Er, no. In fact, documents issued by the U.S. Environmental Protection Agency (EPA) and the National Highway Traffic Safety Administration (NHTSA) in support of the new regs contain detailed estimates on the cost of implementing new fuel-saving and emissions reduction technology, as Porter himself admits a few paragraphs down.
According to the government’s analysis the additional production and maintenance costs made necessary by the mileage rules will rise gradually to about $31.7 billion, which will add about $1,900 to the average price of cars and trucks.
It’s actually Porter who fails to mention significant facts, namely, that the increased cost to consumers for buying vehicles that comply with new fuel rules is far outweighed by the savings that come with buying less gas, because vehicles will go farther on each gallon
Net savings, after the cost of new technology is factored in, is about $8,000 over the life of a typical vehicle, according to EPA/NHTSA estimates. Put another way, the cost of driving goes down a lot more than the cost of buying a vehicle goes up. And the payback period begins the day you buy a new, more fuel- efficient car or truck. The purchase price of a new vehicle is typically stretched out over a multi-year lease or loan, lessening the sting of any higher vehicle costs. But the gas you don’t buy next week leaves more money in your pocket immediately.

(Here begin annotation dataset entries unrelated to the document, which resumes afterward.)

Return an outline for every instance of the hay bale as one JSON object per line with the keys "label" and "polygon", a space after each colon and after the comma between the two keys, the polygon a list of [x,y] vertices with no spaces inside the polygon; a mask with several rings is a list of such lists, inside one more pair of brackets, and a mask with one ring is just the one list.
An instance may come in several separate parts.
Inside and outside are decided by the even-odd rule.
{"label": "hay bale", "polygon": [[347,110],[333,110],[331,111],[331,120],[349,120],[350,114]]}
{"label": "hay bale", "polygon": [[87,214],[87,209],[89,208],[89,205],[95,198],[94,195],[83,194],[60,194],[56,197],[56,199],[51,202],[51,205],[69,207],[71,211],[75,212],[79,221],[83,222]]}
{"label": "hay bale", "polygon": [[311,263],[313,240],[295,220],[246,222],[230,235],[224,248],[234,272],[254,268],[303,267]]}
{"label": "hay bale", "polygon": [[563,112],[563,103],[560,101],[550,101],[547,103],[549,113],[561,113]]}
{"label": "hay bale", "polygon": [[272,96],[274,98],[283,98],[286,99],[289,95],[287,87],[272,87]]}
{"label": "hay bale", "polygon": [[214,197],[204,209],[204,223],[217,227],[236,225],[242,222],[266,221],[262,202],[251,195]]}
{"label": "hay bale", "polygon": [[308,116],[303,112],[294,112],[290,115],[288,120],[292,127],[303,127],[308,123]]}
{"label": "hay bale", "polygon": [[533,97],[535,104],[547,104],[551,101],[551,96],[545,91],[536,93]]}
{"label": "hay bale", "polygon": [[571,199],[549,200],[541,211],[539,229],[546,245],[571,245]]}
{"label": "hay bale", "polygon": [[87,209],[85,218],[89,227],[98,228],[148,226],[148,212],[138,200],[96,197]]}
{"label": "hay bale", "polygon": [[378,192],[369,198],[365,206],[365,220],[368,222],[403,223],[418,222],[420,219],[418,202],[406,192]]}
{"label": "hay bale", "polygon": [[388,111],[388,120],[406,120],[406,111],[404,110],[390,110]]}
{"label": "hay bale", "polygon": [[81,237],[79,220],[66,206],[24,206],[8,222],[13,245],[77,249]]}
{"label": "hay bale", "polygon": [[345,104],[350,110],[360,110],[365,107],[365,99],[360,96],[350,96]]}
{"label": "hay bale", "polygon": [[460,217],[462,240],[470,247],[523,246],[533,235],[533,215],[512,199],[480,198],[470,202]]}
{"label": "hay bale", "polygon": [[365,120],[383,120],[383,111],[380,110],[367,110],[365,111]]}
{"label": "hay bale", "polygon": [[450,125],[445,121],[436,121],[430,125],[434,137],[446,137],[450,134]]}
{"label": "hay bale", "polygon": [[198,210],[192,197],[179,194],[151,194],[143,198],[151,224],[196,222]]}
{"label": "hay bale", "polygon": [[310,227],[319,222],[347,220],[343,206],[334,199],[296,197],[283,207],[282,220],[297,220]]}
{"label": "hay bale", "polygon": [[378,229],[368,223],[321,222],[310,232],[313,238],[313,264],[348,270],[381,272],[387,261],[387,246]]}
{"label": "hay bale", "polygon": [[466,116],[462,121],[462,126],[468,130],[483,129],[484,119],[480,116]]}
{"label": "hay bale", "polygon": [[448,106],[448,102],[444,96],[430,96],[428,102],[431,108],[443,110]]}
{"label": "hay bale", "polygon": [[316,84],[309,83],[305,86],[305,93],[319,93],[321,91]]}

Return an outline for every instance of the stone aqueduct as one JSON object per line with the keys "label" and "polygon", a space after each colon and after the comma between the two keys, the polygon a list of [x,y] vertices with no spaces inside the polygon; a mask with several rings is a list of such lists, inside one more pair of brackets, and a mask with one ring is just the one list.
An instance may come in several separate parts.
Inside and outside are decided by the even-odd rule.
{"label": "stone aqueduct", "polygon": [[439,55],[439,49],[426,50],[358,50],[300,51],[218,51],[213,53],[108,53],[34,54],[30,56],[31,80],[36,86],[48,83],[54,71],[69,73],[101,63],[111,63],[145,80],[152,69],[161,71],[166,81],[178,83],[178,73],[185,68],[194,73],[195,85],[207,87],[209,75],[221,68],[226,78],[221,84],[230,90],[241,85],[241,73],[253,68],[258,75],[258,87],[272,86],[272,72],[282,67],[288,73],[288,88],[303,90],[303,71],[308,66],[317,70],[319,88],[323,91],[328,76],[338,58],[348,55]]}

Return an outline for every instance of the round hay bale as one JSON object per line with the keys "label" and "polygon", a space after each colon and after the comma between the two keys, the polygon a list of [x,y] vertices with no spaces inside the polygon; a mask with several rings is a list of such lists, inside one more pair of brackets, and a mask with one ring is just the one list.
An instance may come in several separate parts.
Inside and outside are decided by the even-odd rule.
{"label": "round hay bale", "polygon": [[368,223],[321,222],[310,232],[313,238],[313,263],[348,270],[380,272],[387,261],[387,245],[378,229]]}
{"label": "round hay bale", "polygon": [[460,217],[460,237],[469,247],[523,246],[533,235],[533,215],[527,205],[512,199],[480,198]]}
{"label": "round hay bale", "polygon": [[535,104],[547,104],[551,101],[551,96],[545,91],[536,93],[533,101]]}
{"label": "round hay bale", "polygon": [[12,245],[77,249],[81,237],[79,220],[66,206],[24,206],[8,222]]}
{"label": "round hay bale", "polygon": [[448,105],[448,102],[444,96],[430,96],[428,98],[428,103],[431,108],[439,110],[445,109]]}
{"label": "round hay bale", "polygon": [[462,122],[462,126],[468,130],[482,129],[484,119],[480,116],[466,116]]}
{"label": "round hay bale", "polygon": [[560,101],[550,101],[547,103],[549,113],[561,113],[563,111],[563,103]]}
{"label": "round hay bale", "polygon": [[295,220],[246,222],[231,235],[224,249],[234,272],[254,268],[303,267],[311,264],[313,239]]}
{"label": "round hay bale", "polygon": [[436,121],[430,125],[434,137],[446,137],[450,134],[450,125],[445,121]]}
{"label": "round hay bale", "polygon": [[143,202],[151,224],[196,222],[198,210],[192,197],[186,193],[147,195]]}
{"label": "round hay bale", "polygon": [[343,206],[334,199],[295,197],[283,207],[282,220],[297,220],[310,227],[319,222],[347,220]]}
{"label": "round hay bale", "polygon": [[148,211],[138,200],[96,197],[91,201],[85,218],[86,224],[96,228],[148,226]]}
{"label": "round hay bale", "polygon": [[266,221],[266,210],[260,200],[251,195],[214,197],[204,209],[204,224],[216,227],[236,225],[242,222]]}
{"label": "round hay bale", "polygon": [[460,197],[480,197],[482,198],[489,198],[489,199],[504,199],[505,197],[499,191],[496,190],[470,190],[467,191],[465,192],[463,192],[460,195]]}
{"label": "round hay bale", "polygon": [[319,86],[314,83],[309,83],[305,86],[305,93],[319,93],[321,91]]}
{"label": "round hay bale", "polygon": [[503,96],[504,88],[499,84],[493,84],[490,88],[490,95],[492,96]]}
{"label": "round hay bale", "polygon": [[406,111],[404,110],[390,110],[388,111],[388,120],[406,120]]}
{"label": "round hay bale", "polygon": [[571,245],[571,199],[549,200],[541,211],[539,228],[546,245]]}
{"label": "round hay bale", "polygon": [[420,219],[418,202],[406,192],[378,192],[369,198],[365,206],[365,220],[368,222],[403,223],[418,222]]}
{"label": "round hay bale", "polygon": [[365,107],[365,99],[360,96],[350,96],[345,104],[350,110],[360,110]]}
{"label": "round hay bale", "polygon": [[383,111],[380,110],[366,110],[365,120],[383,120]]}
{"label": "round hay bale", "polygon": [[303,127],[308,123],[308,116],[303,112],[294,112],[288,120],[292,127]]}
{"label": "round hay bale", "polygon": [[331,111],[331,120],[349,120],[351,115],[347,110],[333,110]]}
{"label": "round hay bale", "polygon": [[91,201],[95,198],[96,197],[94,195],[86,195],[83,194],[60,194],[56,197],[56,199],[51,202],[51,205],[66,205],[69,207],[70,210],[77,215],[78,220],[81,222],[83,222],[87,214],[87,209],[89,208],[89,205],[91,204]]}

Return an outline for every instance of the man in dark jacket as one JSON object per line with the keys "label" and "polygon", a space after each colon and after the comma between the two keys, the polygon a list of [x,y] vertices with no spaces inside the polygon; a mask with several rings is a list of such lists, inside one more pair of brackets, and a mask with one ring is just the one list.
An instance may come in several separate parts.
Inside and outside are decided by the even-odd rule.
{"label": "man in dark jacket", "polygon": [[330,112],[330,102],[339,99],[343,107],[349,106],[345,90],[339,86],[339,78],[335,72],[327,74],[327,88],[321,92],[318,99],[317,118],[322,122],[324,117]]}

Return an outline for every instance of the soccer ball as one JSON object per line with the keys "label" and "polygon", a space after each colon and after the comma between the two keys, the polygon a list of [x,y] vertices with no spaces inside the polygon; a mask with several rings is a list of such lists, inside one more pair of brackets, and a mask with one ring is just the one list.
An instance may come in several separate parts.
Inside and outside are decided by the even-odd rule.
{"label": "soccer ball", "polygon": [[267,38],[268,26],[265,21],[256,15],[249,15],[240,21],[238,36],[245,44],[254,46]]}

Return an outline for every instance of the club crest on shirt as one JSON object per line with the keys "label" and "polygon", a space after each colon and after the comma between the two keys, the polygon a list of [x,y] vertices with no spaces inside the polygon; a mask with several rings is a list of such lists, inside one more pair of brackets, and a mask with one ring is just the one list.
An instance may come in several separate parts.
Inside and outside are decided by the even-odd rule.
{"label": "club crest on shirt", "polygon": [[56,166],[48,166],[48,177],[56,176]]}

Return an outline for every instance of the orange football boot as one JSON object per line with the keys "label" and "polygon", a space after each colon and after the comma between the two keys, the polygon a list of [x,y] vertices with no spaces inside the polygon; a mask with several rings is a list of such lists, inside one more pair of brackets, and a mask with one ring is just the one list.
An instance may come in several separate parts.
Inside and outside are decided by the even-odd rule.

Porter is on even shakier ground when claiming that other countries, such as the United Kingdom, achieve higher mileage for their vehicle fleet solely because they impose higher gas taxes. But the UK, along with other European and Asian countries, have never relied on gas taxes alone to improve fuel economy.
Reuters finance blogger Felix Salmon fills in the blanks:
Porter is also right that in countries with higher gas taxes, fuel economy tends to be much higher. But he’s not necessarily right that the higher gas taxes alone are responsible. Porter implies that the US only has fuel-economy standards just because “a tax on gasoline doesn’t stand a chance” of being passed. But the fact is that even countries with very high gas taxes have fuel-economy standards as well. And, guess what, they’re significantly tougher than ours, and they always have been.
[T]he US still has pretty much the lowest fuel economy standards in the developed world and it still will in 2025, even after the new standards are fully phased in. If US carmakers want to be internationally competitive, they’re going to need to develop more fuel efficient cars, no matter what happens in the US.
Salmon’s last point is precisely right. Absent new fuel standards, if automakers continued to build 20-something mpg cars in the U.S., while 30 and 40 and 50 mpg vehicles were being made in Europe and Asia, which plants do you suppose would attract new investment, new product, and new engineering and design talent?
As Salmon notes, Porter concedes that this entire discussion is mostly academic, because “a tax on gasoline doesn’t stand a chance.”
Fuel economy standards, meanwhile, are supported by a three-to-one margin in public polls. How to go about replacing a politically popular policy with an unpopular one might be an interesting exercise in a seminar room somewhere. But in the real world, drivers need a break from high gas costs, U.S. manufacturing needs a boost, and our parched landscape requires relief from global warming.
The new fuel economy and emissions standard delivers on all counts, at a reasonable cost, and with broad public support.
Tiffany Ingram is the Natural Resources Defense Council’s Midwest Advocacy Director.